In a letter to UN Secretary General Ban Ki-moon, Ambassador to the UN , Khaled Alyemany, said the government had decided "to maintain the status quo." There were reports last Thursday that the Yemen Foreign Ministry had declared al-Zulof as persona non grata in Yemen. The ministry accused al-Zulof of not being impartial in his assessment of the human rights situation in Yemen.
The letter to the UN said "excesses" by the rights office had led for a request that al-Zulof be replaced. However "because of the fuss created around the matter," the government decided to allow more time for a review of its relationship with the Office of the High Commission for Human Rights (OHCHR). The letter went on:"For more cooperation between the government of Yemen and all organs and bodies of the United Nations, the government has decided to maintain the status quo of the country representative of the OHCHR representative in Yemen,"
UN human rights chief Zeid Raad al-Hussein urged the Yemen government to allow al-Zulof to remain in his position. He said the expulsion of al-Zulof was "unwarranted, counter-productive and damaging to the government and its coalition partners." Ban Ki-moon, the UN secretary-general issued a statement saying that he had full confidence in al-Zulof and had urged the Yemeni government to reconsider its position.
Before the expulsion notice the OHCHR had received allegations that Saudi-led bombing attacks had used cluster bombs. Ban also expressed his concern about the intensified use of airstrikes and even warned that the use of the cluster bombs in populated areas could be a war crime according to UN spokesperson Stephane Dujarric. Dujarric said the secretary general was particularly concerned about bombing of civilian buildings such as a wedding hall, the Chamber of Commerce and a center for the blind in Sanaa, the capital. Zeid said that both said: "Unfortunately, both sides have very clearly committed violations, resulting in some 2,800 civilian deaths over the past nine months."
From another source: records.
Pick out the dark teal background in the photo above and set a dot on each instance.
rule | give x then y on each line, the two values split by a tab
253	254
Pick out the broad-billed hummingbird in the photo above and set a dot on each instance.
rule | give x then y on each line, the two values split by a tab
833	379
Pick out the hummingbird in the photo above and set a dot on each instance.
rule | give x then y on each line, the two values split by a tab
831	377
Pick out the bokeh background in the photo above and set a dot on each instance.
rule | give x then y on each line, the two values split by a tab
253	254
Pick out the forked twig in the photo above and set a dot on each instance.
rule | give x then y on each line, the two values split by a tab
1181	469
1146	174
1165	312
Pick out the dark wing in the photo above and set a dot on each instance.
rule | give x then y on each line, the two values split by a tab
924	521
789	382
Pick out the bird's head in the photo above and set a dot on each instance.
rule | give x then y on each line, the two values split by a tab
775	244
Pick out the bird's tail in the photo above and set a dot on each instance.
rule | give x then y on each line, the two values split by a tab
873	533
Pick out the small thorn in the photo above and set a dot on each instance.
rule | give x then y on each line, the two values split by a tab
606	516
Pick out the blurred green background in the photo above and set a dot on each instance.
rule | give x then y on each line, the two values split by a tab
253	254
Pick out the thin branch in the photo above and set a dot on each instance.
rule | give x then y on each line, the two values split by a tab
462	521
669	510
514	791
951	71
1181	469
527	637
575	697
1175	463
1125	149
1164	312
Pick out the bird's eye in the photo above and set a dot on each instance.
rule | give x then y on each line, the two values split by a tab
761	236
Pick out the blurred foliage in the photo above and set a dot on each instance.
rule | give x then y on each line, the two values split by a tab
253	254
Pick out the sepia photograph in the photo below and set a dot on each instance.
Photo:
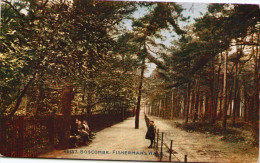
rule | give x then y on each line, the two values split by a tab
121	80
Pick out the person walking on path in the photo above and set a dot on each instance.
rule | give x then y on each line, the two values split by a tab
150	133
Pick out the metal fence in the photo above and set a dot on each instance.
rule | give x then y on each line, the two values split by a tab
163	146
22	136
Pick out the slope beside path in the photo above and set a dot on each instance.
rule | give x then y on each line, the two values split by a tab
118	142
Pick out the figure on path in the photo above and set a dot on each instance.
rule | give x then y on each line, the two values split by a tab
150	133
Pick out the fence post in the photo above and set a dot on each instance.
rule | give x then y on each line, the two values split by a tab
20	140
170	157
51	132
161	154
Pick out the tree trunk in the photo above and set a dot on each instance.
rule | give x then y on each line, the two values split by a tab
139	95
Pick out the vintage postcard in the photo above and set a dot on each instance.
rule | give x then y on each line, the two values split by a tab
129	80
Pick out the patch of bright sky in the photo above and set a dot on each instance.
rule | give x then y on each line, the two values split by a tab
193	10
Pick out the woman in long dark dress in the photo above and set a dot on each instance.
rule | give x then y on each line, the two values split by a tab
150	133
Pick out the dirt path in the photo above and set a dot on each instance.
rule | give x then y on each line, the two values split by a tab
202	147
118	142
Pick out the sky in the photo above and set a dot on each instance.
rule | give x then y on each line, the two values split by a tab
193	10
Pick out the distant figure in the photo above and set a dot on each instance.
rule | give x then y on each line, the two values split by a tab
150	133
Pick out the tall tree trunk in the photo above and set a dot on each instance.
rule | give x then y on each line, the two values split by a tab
256	80
224	96
19	99
197	86
235	107
188	104
172	104
213	92
66	99
139	95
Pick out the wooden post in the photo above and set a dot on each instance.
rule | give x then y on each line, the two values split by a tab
157	140
170	157
161	154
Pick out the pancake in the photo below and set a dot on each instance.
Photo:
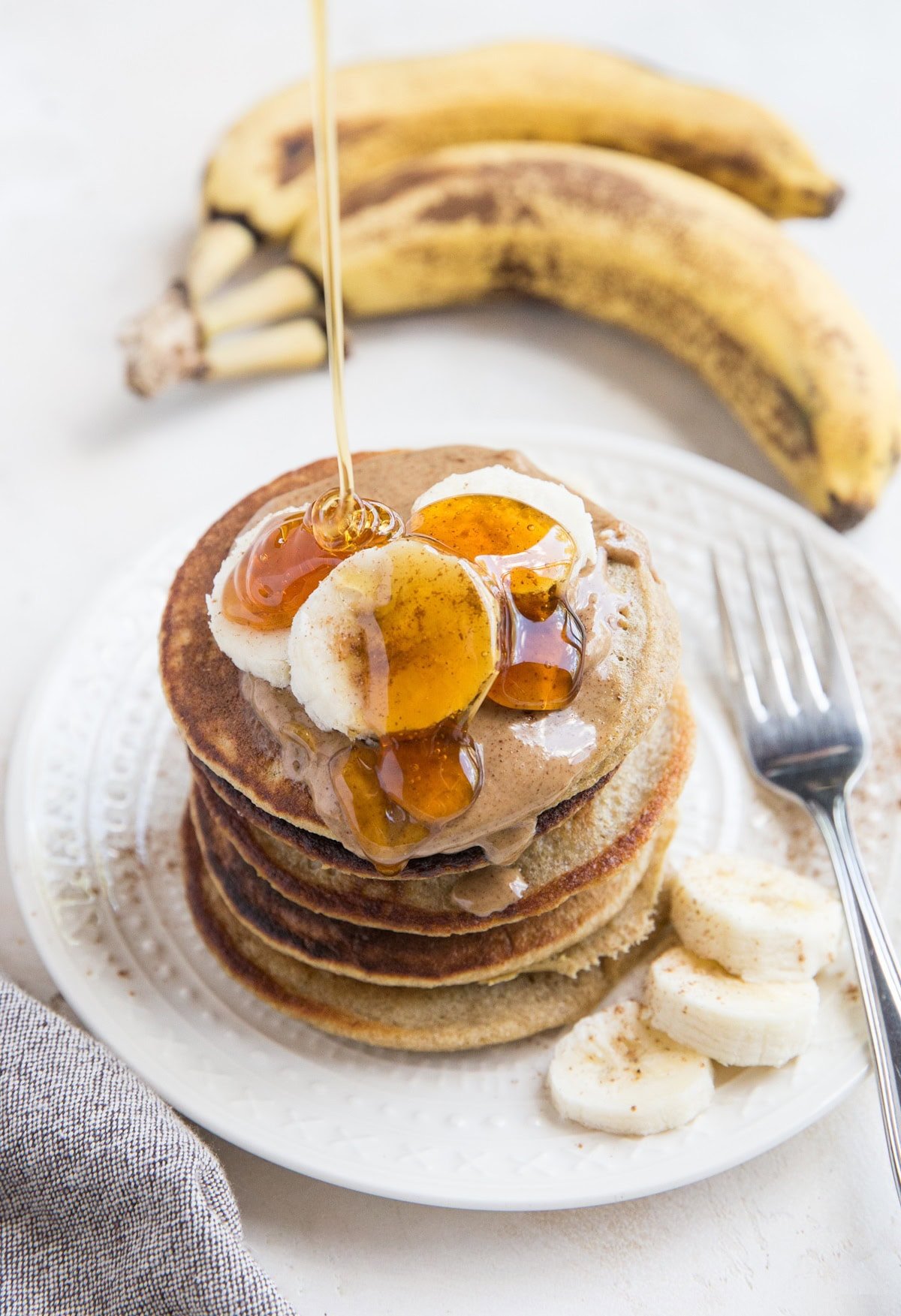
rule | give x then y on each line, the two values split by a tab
619	700
402	959
586	849
439	1019
327	852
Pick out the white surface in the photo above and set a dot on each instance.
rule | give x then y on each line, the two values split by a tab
98	787
107	112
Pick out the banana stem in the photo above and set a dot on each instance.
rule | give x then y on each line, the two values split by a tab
218	250
276	295
294	345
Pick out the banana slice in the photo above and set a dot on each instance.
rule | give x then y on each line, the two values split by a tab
556	501
762	923
396	639
262	653
733	1022
616	1071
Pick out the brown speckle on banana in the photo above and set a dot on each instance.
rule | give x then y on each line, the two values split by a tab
652	249
544	91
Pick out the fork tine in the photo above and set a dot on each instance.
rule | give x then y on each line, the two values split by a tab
839	670
792	613
778	671
738	660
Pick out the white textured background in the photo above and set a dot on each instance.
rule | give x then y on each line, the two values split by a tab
107	112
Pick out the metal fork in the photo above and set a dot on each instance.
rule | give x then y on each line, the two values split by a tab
805	733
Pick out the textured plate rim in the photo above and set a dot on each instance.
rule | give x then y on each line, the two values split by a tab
78	990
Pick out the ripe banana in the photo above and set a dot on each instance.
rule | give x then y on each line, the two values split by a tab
646	246
614	1071
700	1006
762	923
262	173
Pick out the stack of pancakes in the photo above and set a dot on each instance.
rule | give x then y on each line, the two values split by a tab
405	961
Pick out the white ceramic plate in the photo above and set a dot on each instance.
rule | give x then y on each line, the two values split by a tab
96	790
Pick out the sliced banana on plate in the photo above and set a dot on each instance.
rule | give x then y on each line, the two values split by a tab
614	1071
699	1004
757	920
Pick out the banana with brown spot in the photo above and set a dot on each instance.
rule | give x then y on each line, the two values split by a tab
646	246
391	111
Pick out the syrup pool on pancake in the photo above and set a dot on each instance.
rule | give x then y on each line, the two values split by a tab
396	640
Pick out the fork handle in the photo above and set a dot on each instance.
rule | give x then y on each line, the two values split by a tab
876	962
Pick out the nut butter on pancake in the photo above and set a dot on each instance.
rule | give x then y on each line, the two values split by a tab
402	959
587	849
532	762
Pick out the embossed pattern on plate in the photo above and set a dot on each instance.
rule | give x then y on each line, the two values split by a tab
98	784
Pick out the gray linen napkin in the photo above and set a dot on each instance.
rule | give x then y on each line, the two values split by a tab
110	1206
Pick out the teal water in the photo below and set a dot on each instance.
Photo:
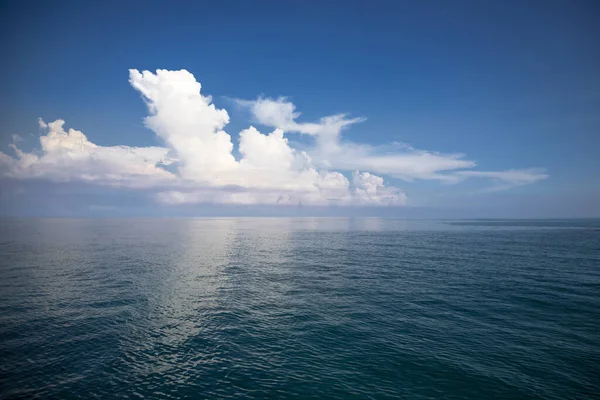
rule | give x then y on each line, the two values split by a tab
299	308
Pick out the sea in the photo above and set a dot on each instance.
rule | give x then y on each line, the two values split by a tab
302	308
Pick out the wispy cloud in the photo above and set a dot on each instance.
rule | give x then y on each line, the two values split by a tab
400	161
203	168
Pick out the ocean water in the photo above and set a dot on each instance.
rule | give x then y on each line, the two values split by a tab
299	308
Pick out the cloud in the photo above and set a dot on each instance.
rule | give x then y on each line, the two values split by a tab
505	179
199	151
397	160
69	155
196	162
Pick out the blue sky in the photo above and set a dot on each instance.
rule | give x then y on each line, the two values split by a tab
509	86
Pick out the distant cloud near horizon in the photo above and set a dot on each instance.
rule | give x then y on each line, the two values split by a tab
197	163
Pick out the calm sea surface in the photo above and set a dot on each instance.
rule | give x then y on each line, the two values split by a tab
299	308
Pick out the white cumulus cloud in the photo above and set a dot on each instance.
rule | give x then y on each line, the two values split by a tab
202	167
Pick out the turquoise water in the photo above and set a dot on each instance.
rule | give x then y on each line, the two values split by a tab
299	308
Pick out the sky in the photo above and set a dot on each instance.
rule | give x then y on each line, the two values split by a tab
428	109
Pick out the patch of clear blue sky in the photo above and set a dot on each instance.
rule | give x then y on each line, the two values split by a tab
511	84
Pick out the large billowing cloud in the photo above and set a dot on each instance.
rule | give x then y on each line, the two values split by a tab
202	167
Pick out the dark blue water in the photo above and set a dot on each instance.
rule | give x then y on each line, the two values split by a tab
299	308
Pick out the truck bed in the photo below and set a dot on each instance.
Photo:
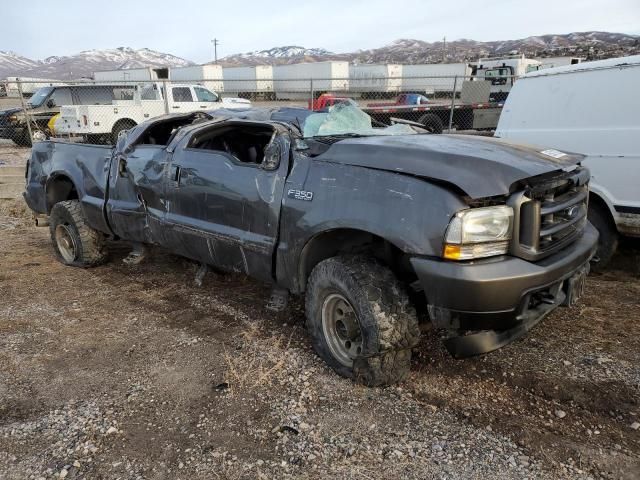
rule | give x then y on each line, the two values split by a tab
59	165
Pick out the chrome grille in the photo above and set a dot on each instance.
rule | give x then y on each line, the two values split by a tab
550	214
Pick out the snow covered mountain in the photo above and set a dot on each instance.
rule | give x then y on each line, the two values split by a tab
590	45
83	64
278	55
584	44
12	62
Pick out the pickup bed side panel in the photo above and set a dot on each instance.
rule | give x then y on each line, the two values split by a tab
87	166
334	196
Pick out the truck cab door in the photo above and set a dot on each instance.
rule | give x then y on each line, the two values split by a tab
206	99
135	206
224	200
181	99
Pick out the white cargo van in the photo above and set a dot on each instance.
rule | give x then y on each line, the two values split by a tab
502	73
145	101
590	108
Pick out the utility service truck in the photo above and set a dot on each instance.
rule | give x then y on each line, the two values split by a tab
103	123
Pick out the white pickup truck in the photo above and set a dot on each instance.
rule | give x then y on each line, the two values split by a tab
138	103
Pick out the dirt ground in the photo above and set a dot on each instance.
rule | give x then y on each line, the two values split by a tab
134	372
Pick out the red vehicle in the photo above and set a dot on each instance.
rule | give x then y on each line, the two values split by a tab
418	108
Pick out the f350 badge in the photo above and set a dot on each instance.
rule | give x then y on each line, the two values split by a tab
300	195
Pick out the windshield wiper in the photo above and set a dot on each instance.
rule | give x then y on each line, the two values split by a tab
340	135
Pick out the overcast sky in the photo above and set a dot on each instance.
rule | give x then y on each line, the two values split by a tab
41	28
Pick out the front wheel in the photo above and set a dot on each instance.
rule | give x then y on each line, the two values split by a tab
360	320
608	236
74	242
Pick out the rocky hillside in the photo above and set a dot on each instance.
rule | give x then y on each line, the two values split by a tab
591	45
86	62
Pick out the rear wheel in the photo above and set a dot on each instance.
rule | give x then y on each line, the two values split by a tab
608	239
22	139
360	320
432	122
121	126
74	242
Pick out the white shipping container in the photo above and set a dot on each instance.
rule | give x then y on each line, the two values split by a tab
132	74
375	78
551	62
294	81
435	77
257	79
209	76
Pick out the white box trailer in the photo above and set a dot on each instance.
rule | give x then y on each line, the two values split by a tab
551	62
249	81
295	81
28	85
209	76
143	74
434	77
375	78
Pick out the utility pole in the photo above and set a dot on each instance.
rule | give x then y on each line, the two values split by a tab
215	49
444	49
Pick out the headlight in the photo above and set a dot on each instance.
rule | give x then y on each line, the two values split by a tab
478	232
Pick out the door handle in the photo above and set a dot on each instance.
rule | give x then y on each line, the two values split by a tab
175	174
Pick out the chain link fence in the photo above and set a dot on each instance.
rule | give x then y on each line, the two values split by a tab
97	111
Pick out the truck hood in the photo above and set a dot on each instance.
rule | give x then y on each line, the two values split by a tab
480	166
9	111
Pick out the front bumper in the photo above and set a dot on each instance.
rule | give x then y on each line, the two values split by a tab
489	303
11	132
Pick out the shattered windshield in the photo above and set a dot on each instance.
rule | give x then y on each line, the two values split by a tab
39	96
346	119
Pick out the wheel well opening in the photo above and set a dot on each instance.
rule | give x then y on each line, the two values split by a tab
596	202
59	189
351	241
124	122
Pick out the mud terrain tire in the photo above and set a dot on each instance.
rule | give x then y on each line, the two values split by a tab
608	239
387	321
74	242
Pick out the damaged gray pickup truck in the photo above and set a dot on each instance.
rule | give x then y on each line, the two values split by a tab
377	227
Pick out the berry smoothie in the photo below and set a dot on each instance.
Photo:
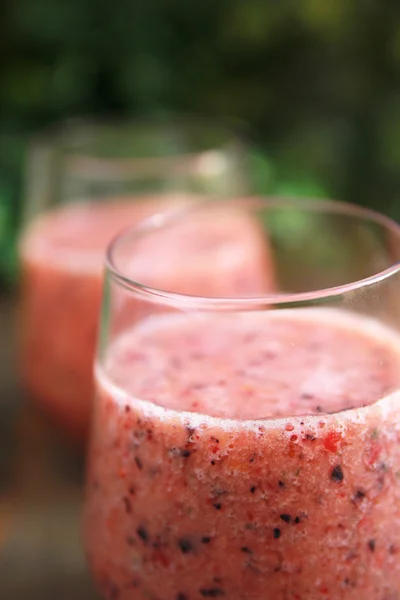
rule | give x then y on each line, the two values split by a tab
249	456
62	255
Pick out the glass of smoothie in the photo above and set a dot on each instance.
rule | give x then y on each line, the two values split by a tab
247	446
85	182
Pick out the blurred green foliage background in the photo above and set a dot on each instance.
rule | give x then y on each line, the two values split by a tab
317	80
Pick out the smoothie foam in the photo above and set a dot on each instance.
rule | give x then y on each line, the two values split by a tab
247	456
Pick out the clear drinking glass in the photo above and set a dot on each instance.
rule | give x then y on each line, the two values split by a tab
246	445
85	182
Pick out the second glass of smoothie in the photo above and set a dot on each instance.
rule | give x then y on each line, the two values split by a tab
86	183
247	446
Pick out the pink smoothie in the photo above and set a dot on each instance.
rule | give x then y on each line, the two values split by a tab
62	255
253	456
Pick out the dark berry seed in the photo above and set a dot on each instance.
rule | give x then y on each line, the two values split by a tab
142	533
211	592
286	518
337	474
185	545
128	505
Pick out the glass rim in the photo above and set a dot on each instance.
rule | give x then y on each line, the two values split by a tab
66	132
207	303
76	140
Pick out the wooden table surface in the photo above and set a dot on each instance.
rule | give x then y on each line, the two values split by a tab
41	555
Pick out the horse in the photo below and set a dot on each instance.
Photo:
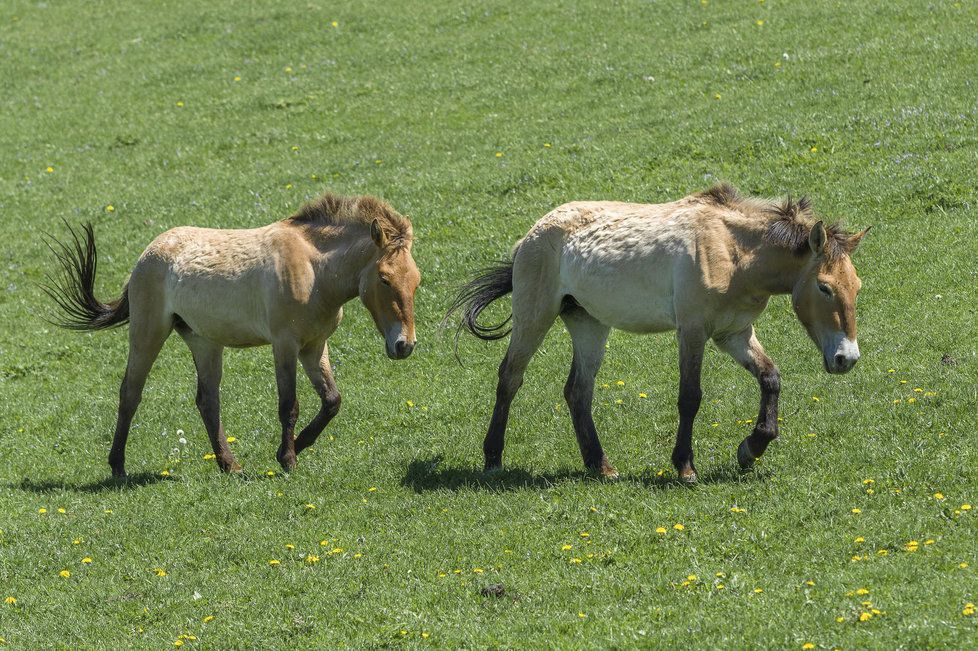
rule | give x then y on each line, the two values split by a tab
283	284
704	266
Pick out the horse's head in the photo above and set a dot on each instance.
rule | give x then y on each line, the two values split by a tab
387	287
824	297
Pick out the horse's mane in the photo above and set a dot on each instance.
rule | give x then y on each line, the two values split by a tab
332	209
790	221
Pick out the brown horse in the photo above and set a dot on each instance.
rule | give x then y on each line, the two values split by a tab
704	266
283	284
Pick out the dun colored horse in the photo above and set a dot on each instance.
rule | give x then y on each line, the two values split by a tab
283	284
704	265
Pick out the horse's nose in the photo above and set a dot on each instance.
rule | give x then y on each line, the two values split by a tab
845	362
402	348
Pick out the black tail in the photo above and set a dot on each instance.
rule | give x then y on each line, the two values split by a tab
476	295
73	289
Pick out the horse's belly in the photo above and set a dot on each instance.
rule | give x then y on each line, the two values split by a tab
635	304
224	312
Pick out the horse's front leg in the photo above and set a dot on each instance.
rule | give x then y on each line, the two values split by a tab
692	341
747	350
288	405
315	361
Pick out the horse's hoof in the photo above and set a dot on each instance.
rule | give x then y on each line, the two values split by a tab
744	456
688	476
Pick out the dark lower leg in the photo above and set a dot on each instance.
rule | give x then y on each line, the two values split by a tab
492	447
690	395
579	393
766	428
329	408
209	406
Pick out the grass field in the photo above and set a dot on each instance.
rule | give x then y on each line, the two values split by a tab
475	119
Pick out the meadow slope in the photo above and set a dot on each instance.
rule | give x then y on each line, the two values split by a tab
475	119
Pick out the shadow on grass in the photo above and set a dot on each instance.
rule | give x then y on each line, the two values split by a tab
428	474
107	484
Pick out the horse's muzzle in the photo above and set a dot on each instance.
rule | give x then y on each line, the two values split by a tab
402	349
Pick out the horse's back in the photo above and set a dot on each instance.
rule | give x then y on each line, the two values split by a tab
223	283
619	261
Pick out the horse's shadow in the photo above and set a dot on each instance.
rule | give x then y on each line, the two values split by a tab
430	474
101	486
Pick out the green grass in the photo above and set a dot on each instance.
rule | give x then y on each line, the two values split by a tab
869	109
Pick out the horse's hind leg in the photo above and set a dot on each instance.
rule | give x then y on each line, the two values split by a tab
288	406
535	306
208	361
692	342
147	334
589	336
748	352
315	361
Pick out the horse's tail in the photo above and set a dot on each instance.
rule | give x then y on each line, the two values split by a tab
473	297
73	289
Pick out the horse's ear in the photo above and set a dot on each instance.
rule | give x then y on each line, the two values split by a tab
377	234
854	241
816	239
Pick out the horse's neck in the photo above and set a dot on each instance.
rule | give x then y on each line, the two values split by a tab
345	253
773	269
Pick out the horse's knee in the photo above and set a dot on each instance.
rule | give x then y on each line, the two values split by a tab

Although there were peace negotiations in December and a ceasefire was declared, both sides constantly violated it. The truce was formally ended last weekend just as the Saudis broke off relations with Iran. Iranian protesters attacked and damaged the Saudi embassy in Tehran after the Saudis executed a prominent Saudi Shiite cleric.
Ismail Cheikh Ahmed, the UN special envoy to envoy is attempting to get both sides together once again for talks and to negotiate a new ceasefire. He has been in the Saudi capital Ryadh and will be in Yemen soon. The former president Ali Saleh, who supports the Houthis, says there is no point in negotiating with the current president of Yemen Mansour Hadi, and that only negotiations with the Saudis would be worthwhile.